Taking care of my grandmother was one of my greatest joys and greatest sorrows. I got to be with her and help her, take care of all of the nursing tasks that she would be mortified to impose on a stranger. But I also had to watch her die, and it broke my heart. With my mom gone and my dad remarried across the country, she was all the family I had. The hours I spent with her every day were precious to me, and I couldn’t believe how much time I had lost with her by wasting time with Jeff in Birmingham.
This old lady had the same sort of fire that made my grandmother special, a mix of manners and moxie that I hoped I had inherited. Watching her eyes narrow at the offending saltcellar reminded me of going antiques shopping with Nana when I was little, popping jelly beans one by one as she haggled. Still, I didn’t have much time until I was expected at Mr. Rathbin’s house, and after that, I had four more hospice patients waiting. Old people get really cranky when you’re late.

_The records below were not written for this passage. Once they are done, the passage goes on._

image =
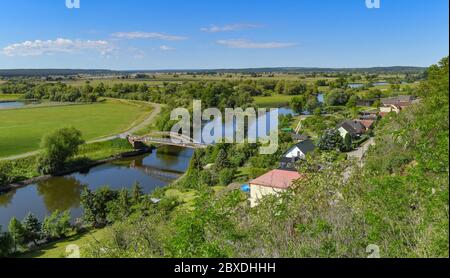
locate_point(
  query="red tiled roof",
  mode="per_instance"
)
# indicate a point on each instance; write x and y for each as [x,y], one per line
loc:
[367,123]
[277,178]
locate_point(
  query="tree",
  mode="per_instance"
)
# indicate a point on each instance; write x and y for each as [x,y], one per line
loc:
[330,140]
[58,148]
[6,244]
[226,176]
[221,160]
[298,104]
[95,205]
[347,143]
[32,227]
[17,232]
[312,103]
[137,192]
[352,101]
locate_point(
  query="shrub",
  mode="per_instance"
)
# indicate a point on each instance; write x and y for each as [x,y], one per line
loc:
[57,225]
[6,244]
[58,148]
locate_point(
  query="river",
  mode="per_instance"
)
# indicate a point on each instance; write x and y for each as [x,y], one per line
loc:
[154,170]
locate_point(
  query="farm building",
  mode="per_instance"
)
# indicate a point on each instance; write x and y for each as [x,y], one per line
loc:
[271,183]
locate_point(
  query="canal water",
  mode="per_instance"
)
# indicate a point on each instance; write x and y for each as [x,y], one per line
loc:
[16,104]
[158,169]
[154,170]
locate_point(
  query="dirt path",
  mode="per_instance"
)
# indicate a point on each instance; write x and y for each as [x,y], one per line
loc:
[147,121]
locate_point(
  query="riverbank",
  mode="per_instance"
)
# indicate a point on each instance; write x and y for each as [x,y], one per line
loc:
[79,168]
[22,172]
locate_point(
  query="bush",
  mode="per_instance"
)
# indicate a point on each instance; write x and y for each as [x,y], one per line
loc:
[57,225]
[226,176]
[6,244]
[330,140]
[96,205]
[58,148]
[32,227]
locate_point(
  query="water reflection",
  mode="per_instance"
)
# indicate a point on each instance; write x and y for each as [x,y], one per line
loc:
[154,170]
[5,199]
[61,193]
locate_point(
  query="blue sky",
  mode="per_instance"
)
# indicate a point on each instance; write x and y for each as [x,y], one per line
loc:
[189,34]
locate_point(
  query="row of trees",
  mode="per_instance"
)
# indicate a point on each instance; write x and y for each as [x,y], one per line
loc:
[323,216]
[30,232]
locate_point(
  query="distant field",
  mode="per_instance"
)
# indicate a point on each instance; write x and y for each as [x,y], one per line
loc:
[21,130]
[273,101]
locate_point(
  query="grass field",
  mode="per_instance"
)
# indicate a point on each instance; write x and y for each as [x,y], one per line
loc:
[8,97]
[273,101]
[58,250]
[21,130]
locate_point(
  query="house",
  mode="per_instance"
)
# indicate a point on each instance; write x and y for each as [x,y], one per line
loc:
[400,101]
[299,137]
[369,115]
[271,183]
[295,153]
[365,103]
[353,127]
[367,123]
[388,109]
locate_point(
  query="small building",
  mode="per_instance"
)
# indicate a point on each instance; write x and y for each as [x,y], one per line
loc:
[365,102]
[353,127]
[385,110]
[369,115]
[400,101]
[396,104]
[367,123]
[295,153]
[299,137]
[271,183]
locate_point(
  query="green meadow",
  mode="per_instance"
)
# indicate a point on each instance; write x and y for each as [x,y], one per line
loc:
[8,97]
[21,130]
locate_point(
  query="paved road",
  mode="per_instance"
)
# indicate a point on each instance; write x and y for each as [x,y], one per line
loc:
[148,120]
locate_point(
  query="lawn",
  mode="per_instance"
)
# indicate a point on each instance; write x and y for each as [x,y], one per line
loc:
[59,249]
[273,101]
[8,97]
[21,130]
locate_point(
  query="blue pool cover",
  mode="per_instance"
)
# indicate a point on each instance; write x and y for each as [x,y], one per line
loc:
[245,188]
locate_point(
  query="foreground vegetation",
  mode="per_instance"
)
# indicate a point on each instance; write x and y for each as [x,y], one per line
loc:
[397,202]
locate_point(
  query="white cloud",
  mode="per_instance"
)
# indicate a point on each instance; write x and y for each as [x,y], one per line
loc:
[144,35]
[228,28]
[166,48]
[49,47]
[242,43]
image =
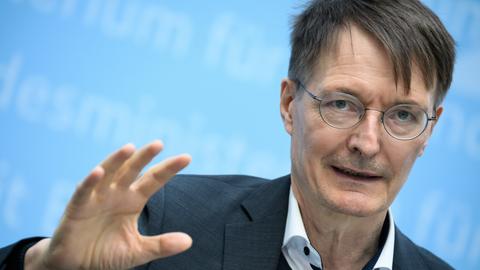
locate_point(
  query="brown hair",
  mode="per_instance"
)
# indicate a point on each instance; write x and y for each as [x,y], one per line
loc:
[409,31]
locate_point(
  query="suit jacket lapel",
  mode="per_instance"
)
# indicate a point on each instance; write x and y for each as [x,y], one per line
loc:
[406,254]
[256,241]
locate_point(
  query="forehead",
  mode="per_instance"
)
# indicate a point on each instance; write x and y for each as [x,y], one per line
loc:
[358,61]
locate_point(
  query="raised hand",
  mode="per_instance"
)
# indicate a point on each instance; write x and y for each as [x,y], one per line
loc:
[99,227]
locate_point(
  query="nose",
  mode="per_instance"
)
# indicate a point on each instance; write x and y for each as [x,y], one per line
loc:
[365,137]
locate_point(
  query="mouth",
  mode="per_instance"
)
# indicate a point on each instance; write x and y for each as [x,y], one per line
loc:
[356,174]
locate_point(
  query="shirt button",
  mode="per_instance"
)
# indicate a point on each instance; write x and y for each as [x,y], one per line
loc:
[306,250]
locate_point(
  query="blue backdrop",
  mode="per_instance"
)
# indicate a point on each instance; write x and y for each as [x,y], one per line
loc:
[80,78]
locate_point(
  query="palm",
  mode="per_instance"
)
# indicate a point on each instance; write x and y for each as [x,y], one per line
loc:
[99,227]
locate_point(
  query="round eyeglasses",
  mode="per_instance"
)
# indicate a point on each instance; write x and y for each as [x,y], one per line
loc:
[342,110]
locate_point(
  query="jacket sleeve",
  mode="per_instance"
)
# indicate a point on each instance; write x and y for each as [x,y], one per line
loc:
[13,256]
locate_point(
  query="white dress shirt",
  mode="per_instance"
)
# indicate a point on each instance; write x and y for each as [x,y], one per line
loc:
[299,253]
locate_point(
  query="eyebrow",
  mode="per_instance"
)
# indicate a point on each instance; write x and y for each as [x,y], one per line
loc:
[396,102]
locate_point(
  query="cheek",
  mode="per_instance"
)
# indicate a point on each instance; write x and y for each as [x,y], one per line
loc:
[403,158]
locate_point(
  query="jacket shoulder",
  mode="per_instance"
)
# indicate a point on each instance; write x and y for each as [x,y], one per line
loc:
[409,255]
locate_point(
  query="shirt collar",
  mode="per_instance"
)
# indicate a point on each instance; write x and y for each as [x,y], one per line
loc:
[295,234]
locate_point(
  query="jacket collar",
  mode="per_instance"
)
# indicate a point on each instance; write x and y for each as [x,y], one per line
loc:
[256,243]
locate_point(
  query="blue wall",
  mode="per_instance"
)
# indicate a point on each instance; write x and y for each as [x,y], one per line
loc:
[81,78]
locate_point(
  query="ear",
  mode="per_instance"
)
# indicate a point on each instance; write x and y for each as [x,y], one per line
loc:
[438,113]
[287,96]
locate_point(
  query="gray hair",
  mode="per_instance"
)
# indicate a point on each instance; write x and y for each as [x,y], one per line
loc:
[408,30]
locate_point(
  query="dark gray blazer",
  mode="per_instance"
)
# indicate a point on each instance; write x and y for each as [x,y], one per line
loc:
[236,222]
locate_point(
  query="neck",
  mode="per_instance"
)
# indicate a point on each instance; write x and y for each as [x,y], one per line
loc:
[343,241]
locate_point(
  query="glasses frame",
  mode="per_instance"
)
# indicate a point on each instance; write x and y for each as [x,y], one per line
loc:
[365,109]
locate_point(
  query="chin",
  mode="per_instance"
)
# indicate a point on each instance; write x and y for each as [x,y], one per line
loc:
[356,205]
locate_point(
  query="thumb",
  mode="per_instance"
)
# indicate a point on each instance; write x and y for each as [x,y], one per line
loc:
[168,244]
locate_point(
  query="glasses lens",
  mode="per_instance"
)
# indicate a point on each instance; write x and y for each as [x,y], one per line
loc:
[405,121]
[340,110]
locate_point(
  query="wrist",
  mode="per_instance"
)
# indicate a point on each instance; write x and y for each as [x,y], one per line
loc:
[34,257]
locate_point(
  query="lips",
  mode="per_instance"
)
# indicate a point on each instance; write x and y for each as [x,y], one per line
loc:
[357,174]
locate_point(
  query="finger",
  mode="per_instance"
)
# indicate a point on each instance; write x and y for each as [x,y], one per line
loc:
[134,165]
[85,188]
[112,163]
[167,244]
[158,175]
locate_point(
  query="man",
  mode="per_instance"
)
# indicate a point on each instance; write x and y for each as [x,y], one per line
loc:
[365,86]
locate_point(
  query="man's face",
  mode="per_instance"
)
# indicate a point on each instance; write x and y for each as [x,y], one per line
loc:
[323,156]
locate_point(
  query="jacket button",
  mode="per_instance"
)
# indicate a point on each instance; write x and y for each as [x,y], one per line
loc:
[306,250]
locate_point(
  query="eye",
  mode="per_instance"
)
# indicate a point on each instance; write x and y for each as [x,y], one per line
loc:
[403,115]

I was just opening my mouth to apologize and slip away when my beeper went off. It was my case manager, followed by 911.
“Excuse me,” I said, rushing past the surprised old woman and down the narrow staircase.
“Must be a doctor,” I heard her remark to someone else before I was out of earshot.
Coulda, woulda, shoulda, I thought, remembering the night that Jeff tore up my applications to medical school and threw them into the trash. Then I corrected myself.
I can still be a doctor if I want to. Nothing’s stopping me, dammit. I can be anything and anyone I want to be. No one’s going to tell me what to be ever again.
Back in my car, I reached into my pocket for my cell phone to call the office. Instead, I found the locket. Staring at it, I reminded myself that I was not a thief, that I had never stolen anything in my life … on purpose.
But something I couldn’t explain kept me from going back inside and making things right. The busy woman running the estate sale probably didn’t even know the locket existed. And the recently deceased Mrs. Stein wouldn’t miss it. There wasn’t a price on it. Still, I couldn’t help imagining police cars with blinking lights surrounding my little sedan in the driveway as officers with guns ordered me to put my hands up. So much of the last three years of my life had been based on fear.